While trying to reproduce libcurl SASL buffer overflow (as noted in advisory: http://curl.haxx.se/docs/adv_20130206.html) using SMTP, I encountered a separate problem that causes cURL to terminate when processing base64 encoded Digest-MD5 challenges.
Program received signal SIGSEGV, Segmentation fault.
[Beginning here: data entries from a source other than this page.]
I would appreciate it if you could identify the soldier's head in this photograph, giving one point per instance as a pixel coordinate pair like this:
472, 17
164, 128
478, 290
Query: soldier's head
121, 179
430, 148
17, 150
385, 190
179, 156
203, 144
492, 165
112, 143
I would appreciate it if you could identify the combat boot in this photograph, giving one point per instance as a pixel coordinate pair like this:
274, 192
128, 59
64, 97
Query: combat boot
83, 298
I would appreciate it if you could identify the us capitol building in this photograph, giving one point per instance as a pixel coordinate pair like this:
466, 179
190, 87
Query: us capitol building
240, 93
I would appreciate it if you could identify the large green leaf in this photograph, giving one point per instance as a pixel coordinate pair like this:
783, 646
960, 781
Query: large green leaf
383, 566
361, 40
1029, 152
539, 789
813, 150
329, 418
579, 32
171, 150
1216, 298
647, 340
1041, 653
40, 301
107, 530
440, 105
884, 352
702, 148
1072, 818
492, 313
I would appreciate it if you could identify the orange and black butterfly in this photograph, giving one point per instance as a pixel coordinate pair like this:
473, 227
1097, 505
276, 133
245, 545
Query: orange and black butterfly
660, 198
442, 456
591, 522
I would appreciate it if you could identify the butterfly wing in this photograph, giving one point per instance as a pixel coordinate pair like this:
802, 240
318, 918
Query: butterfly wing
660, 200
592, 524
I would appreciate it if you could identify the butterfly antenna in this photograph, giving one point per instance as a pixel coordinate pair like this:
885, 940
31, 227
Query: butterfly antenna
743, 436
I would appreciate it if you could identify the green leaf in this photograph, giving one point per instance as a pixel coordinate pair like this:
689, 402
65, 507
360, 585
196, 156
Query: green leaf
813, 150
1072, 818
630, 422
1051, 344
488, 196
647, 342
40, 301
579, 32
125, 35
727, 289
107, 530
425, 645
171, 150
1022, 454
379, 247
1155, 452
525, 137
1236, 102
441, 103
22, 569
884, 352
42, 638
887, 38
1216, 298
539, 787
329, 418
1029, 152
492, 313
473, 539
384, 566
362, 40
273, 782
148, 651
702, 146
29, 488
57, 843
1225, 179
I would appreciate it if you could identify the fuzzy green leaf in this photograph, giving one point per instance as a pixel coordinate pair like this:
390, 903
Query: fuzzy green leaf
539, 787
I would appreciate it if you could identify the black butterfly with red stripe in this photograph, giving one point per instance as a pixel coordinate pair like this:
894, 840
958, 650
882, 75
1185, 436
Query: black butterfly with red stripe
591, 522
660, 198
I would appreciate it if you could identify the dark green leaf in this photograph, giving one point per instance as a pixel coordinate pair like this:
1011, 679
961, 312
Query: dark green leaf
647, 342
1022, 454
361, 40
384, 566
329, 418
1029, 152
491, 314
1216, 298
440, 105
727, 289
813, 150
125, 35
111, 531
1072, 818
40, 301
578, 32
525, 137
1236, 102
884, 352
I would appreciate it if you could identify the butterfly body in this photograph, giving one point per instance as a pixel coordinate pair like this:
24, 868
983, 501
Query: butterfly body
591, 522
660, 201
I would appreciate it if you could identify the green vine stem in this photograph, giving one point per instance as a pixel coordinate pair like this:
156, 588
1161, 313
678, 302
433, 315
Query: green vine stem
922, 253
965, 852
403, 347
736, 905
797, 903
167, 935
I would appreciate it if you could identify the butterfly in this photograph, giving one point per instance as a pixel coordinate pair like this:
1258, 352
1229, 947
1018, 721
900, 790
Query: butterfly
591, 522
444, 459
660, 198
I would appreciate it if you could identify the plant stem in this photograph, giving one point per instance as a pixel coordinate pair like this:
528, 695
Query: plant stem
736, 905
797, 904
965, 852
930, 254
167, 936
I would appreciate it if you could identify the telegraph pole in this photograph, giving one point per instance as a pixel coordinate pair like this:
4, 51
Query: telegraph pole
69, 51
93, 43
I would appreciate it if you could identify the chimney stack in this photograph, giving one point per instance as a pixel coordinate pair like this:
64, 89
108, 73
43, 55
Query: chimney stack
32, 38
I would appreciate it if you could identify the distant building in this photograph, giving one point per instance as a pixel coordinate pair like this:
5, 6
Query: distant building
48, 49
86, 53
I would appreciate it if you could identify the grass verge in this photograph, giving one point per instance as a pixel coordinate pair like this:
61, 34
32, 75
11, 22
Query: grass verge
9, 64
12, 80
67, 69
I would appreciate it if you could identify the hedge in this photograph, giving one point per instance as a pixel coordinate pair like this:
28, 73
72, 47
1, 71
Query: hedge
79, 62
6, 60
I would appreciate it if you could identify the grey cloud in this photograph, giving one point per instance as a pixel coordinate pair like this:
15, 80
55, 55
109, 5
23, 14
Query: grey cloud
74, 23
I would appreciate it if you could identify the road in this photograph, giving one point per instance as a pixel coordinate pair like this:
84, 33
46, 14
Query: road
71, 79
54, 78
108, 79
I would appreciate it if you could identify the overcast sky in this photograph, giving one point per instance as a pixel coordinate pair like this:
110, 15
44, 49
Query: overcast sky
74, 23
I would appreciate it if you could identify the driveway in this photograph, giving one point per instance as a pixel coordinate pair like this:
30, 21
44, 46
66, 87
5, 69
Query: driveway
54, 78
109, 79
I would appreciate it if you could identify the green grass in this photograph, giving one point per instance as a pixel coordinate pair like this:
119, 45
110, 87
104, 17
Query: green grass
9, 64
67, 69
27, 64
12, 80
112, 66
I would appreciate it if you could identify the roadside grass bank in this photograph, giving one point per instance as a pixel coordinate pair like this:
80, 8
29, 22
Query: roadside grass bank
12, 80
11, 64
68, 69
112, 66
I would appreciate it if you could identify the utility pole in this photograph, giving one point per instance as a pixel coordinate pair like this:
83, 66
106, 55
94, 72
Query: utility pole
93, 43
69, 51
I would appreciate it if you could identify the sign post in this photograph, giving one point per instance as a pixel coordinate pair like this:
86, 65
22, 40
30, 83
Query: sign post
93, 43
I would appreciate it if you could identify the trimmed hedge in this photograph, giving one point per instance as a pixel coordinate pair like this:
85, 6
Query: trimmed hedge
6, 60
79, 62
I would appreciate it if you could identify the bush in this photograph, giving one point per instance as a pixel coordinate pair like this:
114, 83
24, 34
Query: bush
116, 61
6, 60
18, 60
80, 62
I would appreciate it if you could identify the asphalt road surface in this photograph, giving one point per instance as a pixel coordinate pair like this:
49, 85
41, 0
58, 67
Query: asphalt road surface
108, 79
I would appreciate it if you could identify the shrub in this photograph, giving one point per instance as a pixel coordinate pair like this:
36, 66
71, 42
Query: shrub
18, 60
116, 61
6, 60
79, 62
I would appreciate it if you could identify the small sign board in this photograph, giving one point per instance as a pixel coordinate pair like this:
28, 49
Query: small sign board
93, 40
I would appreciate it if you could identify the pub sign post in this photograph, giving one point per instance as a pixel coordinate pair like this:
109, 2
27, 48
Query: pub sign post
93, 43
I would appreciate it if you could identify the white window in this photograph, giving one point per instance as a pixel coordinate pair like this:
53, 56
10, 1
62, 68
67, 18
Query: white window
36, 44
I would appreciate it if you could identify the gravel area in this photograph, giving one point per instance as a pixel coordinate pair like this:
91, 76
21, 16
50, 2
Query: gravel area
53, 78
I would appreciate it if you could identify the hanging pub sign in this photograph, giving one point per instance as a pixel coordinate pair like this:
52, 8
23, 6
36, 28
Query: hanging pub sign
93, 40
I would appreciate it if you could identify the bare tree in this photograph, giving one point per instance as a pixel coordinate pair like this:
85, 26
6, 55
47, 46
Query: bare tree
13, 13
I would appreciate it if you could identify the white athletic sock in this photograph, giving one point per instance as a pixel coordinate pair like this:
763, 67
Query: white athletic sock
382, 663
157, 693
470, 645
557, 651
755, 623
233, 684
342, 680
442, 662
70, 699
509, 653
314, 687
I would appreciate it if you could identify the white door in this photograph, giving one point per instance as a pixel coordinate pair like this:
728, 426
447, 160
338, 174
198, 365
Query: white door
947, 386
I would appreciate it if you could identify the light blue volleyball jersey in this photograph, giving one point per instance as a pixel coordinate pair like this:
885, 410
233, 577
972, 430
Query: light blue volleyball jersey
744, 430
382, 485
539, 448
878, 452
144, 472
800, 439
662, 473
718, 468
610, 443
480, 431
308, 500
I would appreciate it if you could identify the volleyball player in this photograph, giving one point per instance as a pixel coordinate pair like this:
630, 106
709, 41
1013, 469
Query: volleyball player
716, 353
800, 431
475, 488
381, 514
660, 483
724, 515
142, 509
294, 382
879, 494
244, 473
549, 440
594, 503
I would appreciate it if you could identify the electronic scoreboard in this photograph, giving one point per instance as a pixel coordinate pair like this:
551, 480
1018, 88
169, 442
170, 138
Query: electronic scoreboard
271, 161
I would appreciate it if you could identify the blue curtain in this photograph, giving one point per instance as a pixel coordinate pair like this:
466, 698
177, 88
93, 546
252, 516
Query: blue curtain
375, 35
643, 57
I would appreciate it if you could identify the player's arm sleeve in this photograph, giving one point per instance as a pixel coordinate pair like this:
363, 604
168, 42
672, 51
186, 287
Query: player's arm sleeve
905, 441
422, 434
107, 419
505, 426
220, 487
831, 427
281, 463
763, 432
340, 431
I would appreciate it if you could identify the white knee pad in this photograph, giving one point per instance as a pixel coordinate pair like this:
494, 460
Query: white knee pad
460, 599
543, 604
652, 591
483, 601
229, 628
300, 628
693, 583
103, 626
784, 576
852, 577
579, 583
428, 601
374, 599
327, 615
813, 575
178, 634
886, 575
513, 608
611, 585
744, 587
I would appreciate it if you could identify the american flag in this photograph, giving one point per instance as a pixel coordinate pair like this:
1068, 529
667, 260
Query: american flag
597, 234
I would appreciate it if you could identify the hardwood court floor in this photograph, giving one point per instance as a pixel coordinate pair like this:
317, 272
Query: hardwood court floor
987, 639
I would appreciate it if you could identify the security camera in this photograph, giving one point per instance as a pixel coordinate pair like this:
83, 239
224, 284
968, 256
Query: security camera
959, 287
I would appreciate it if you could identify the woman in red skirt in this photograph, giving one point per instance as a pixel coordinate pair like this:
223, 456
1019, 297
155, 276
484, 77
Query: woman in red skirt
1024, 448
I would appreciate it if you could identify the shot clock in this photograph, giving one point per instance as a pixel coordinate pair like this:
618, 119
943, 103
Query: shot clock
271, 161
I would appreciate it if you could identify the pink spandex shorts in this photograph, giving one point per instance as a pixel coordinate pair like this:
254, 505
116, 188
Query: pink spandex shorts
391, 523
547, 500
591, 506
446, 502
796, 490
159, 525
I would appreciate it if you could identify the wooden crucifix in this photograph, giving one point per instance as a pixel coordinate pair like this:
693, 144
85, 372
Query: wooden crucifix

__strstr_sse2 (haystack_start=0x0, needle_start=0x7ffff7bcf9ae "nonce=\"") at ../string/strstr.c:63
(gdb) bt
0 __strstr_sse2 (haystack_start=0x0, needle_start=0x7ffff7bcf9ae "nonce=\"") at ../string/strstr.c:63
1 0x00007ffff7bc624f in sasl_digest_get_key_value () from /usr/local/lib/libcurl.so.4
2 0x00007ffff7bc68d9 in Curl_sasl_create_digest_md5_message () from usr/local/lib/libcurl.so.4
3 0x00007ffff7bc1247 in smtp_statemach_act () from /usr/local/lib/libcurl.so.4
4 0x00007ffff7bc02c6 in smtp_multi_statemach () from /usr/local/lib/libcurl.so.4
5 0x00007ffff7bb4adf in multi_runsingle () from /usr/local/lib/libcurl.so.4
6 0x00007ffff7bb54e5 in curl_multi_perform () from /usr/local/lib/libcurl.so.4
7 0x00007ffff7bae3ed in curl_easy_perform () from /usr/local/lib/libcurl.so.4
8 0x0000000000409e87 in operate ()
9 0x000000000040229a in main ()
The following message exchange between cURL and smtp server should reproduce the problem:
< 220 dhcp164.vrt.telus.com ESMTP (Ubuntu)
EHLO .
< 250-dhcp164.vrt.telus.com Hello .
< 250 AUTH DIGEST-MD5
AUTH DIGEST-MD5
< 334
< eA==
When the server sends any base 64 encoded string, in this case "eA==", cURL crashes.
The problem is because "chlg" is returned as NULL after function call to Curl_base64_decode() in function Curl_sasl_create_digest_md5_message() in libs/curl_sasl.c.
Tested using:
curl 7.29.1-DEV (x86_64-unknown-linux-gnu) libcurl/7.29.1-DEV cURL -L was used to connect to a http url containing the smtp redirect.
Compiled from:
git rev-parse HEAD: 463082bea42d8bea751303da340218a18fb67e85
Patch:
diff --git a/lib/curl_sasl.c b/lib/curl_sasl.c
index d07387d..4d13263 100644
--- a/lib/curl_sasl.c
+++ b/lib/curl_sasl.c
@@ -283,6 +283,9 @@ CURLcode Curl_sasl_create_digest_md5_message(struct SessionHandle *data,
if(result)
return result;
I'm not on any mailing list. Please contact me using email directly if I can be of any further assistance.
Cheers,
Saran Neti,
Vulnerability Researcher, Telus Security Labs
Thanks, this is now fixed in git with commit e6c1e773d9e506e.